Une femme d'un certain âge leur fit face, petite et ronde, ses cheveux noirs charbon retenue en une queue de cheval bâclée. Ses yeux étaient rouges et cerclés de cernes, comme si elle avait passé une bonne partie de sa journée à pleurer. D'où les coulures de maquillages sur sa peau diaphane.
-Jungkook ?! Oh mon Jungkook, s'exclama-t-elle. Tu es enfin rentré, j'ai eu tellement peur, je-
Elle s'interrompit au milieu de sa phrase quand elle remarqua enfin l'homme qui accompagnait son précieux Jungkook. Sa bouche se referma mais ses yeux parlaient tout autant.
-Bonjour Eomma.
Le brun la fusilla du regard, son visage fermé. Lui aussi avait senti le changement de comportement chez sa mère et cela le mettait hors de lui. Comment pouvait-elle se permettre de juger cette homme qu'elle ne connaissait pas et qui lui avait apporté bien plus d'amour en sept mois que elle en dix-sept ans d'existence ? Lui qui l'acceptait sans rien demander alors qu'elle le mettait à la porte à la première difficulté. Il en avait par-dessus la tête de son comportement.
Il l'a bouscula d'un coup d'épaule, et s'engouffra dans la demeure, laissant derrière lui un Namjoon profondément mal à l'aise et sa génitrice au regard vide.
-C'est... Vous le fameux Namjoon ? murmura-t-elle.
Le concerné se contenta d'hocher lentement la tête. La brune avait l'air réellement secouée et effondrée, et le jeune homme eut de la peine pour elle. Même après le rejet qu'elle avait infligé à son propre fils, Namjoon arrivait à éprouver de l'empathie pour elle.

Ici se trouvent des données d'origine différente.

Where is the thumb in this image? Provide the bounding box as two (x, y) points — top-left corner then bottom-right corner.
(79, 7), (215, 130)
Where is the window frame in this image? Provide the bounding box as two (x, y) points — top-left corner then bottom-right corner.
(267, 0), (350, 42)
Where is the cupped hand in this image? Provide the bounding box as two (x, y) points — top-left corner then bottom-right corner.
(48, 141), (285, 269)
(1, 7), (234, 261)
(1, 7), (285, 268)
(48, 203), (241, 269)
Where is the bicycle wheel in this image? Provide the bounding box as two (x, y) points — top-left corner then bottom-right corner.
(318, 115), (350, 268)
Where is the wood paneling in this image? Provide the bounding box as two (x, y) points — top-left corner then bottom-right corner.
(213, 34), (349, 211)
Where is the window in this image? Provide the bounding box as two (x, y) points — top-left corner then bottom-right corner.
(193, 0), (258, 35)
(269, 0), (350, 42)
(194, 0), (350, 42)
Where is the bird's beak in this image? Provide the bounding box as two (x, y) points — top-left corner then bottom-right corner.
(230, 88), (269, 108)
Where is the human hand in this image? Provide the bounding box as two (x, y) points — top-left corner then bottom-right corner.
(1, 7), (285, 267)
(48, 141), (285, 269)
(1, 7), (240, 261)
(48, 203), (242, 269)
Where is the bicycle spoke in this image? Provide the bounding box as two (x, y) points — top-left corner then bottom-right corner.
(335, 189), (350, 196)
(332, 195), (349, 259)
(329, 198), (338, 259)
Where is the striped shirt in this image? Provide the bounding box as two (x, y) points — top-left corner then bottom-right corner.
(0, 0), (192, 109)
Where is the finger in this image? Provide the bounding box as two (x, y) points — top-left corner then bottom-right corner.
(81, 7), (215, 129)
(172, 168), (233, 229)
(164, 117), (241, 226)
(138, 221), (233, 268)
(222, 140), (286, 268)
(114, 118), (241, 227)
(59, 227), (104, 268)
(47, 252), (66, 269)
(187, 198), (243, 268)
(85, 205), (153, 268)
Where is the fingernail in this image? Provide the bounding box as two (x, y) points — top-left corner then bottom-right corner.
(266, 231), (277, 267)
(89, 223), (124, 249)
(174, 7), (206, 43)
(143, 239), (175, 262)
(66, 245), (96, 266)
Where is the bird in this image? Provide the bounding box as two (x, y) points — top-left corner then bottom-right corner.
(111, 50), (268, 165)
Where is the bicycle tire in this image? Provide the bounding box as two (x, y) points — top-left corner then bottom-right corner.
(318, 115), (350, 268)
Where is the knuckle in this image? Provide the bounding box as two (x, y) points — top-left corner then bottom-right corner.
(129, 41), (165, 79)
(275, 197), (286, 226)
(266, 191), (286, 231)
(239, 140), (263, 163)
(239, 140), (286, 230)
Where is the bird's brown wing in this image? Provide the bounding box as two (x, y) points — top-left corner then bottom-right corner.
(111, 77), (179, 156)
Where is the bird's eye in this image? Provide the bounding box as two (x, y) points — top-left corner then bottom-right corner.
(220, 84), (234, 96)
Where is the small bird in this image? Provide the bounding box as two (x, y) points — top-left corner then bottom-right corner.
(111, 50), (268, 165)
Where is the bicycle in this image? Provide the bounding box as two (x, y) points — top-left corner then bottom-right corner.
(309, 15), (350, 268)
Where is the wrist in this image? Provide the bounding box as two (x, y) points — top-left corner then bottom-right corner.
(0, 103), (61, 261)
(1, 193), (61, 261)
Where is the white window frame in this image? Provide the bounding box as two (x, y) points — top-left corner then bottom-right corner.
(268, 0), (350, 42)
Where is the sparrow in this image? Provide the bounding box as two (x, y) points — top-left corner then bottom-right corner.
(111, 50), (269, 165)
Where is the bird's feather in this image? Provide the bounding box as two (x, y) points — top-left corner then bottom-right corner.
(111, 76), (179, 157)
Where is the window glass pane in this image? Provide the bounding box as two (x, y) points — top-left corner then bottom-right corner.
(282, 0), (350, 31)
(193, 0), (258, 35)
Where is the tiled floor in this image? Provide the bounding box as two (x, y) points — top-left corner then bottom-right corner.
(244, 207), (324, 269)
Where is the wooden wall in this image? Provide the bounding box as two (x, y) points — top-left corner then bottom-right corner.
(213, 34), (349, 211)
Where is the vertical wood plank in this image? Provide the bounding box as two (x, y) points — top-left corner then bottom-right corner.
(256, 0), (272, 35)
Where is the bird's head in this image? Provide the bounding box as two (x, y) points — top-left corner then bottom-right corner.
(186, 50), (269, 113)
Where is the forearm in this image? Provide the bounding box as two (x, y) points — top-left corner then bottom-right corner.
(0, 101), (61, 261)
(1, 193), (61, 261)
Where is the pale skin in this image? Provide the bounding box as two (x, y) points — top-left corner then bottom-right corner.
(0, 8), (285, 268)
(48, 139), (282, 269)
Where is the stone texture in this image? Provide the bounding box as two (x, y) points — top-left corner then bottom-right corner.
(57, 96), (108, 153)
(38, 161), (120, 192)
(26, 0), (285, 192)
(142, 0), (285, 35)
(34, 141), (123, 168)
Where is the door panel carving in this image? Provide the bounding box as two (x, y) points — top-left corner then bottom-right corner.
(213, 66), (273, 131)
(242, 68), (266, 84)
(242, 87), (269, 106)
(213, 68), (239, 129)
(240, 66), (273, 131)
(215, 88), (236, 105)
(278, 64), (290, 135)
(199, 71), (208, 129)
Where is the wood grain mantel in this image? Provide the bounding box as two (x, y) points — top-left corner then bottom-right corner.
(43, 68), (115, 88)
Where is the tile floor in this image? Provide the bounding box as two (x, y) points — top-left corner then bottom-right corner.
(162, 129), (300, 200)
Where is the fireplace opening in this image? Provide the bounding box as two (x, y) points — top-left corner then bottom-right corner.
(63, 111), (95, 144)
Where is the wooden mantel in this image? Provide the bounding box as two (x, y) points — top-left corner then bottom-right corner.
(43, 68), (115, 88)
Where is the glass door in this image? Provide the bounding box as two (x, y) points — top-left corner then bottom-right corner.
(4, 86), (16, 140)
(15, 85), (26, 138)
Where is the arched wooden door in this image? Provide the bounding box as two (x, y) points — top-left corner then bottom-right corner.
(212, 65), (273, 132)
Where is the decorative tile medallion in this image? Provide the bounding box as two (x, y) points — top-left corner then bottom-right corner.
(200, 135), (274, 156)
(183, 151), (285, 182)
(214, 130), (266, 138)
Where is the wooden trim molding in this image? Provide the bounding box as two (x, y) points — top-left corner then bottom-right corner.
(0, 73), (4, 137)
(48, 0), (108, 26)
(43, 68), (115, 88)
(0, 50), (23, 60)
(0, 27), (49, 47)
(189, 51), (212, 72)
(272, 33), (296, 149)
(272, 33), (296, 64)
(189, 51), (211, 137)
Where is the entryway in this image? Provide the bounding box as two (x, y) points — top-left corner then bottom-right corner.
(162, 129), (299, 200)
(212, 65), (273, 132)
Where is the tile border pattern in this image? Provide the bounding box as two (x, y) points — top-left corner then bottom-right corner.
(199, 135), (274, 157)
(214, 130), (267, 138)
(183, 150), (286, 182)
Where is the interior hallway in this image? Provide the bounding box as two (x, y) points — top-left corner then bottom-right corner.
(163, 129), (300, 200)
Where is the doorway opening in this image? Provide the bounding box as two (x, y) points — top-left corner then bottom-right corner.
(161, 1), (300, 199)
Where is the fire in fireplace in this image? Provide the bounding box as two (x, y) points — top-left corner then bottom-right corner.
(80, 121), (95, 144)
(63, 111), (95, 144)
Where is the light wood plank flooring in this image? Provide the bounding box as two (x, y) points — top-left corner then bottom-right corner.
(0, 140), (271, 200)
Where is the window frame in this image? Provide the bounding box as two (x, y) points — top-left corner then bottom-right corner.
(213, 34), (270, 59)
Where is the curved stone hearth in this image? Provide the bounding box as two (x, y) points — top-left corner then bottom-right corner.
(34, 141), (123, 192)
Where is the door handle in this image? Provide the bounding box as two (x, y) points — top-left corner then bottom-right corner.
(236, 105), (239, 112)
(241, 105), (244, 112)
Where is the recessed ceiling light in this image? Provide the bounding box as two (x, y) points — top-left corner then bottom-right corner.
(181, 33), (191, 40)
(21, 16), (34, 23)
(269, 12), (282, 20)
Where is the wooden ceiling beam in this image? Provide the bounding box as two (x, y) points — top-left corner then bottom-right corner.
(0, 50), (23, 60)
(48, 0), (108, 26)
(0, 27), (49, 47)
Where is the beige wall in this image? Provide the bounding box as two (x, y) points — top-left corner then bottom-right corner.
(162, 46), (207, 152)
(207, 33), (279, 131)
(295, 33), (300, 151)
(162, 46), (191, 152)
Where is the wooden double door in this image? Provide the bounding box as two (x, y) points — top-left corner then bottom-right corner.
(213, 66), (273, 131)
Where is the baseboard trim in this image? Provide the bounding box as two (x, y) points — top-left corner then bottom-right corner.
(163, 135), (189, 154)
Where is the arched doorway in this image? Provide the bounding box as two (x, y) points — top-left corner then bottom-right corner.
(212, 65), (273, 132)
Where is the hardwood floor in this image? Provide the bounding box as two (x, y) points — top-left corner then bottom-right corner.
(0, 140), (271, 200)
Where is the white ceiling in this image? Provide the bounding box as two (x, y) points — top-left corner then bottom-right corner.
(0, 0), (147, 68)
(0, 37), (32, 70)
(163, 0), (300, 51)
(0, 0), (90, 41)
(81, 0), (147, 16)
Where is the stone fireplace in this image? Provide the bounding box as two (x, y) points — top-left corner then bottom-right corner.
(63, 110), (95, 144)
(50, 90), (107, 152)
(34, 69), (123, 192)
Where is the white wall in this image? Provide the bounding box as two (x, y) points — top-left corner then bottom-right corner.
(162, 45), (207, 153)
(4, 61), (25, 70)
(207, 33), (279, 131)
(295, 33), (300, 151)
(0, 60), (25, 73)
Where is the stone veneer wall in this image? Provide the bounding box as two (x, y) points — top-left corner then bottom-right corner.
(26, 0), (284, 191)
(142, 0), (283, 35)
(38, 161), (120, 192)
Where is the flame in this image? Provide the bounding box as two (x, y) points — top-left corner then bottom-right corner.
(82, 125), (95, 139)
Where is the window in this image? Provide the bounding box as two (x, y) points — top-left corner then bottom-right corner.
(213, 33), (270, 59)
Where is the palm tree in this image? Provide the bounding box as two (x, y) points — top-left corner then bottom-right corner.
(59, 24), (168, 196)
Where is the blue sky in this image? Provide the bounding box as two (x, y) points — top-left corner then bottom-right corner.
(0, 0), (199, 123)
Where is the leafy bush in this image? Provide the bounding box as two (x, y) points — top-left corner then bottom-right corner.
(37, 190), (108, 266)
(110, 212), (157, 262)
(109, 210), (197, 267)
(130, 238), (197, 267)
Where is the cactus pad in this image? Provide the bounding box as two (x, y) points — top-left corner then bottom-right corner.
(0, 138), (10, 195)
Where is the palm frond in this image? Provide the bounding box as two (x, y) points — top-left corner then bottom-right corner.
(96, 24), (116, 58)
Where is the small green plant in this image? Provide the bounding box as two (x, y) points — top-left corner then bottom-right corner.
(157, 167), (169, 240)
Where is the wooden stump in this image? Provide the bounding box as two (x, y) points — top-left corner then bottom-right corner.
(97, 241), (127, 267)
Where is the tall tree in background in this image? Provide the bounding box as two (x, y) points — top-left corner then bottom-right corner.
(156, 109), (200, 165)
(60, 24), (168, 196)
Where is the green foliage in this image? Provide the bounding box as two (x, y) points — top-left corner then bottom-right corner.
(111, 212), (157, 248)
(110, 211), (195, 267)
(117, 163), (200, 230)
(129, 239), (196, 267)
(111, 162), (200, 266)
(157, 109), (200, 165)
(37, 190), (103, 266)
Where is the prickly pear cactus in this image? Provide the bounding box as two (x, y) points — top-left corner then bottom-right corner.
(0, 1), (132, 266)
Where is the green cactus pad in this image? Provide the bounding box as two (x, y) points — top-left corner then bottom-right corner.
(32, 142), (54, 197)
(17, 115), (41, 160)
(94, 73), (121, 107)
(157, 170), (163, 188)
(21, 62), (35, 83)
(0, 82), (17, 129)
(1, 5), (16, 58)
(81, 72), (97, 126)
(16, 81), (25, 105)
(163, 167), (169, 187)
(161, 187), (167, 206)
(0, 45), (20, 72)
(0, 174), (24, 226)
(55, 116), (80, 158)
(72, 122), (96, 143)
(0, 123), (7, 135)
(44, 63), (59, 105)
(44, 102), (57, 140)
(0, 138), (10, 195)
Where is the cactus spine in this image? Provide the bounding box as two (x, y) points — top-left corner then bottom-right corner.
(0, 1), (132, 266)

Car c'était dans sa nature, et qu'il détestait voir la tristesse dans les yeux d'autrui.
Elle osa enfin le regarder dans les yeux, mais il ne parvint à déchiffrer totalement ce qu'il y voyait. Du chagrin, c'était certain. La peine immense de celle qui prenait enfin conscience de la réalité, qu'elle avait perdu son fils unique. Une pointe de haine envers cet homme qui lui avait arraché, de cet homme que Jungkook avait choisi contre elle. Une once de remords pour ce qu'elle leur infligeait.
Namjoon fut cependant coupé dans sa contemplation par des voix provenant de l'étage. Une qu'il arriva fort bien à reconnaître comme étant celle de son compagnon, et une autre plus grave, plus masculine, plus autoritaire. Celle de quelqu'un qui imposait le respect.
-Alors tu es enfin revenu à la raison ? Tu t'es enfin rendu compte de la réalité ?
Il lança un regard désolé à la femme toujours en face de lui qui avait baissé le regard. Non, Jungkook ne rentrait pas à la maison.
-Oui, je me rends bien compte de la réalité, lui répondit froidement l'adolescent.
Des pas se firent entendre provenant de l'étage, une valise qui s'ouvre, des vêtements que l'on froisse, des claquements contre le carrelage.
-Alors peux-tu m'expliquer ce que tu es en train de faire ? gronda Mr. Jeon.
-Ce que je suis en train de faire, c'est que je me casse ! Je me barre d'ici, loin de vous et de votre putain d'homophobie à la con !!
Jungkook se déchaînait enfin. Il relâchait la pression et se rebellait. Comme une cocotte-minute, il avait emmagasiné trop de pression, trop de réflexions et d'insultes, de remarques sournoises et de regards dégoutés. Il fallait que ça sorte, que tous sorte. Son copain était heureux, parce que le brun se débarrassait enfin de ses chaînes et de ses barrières.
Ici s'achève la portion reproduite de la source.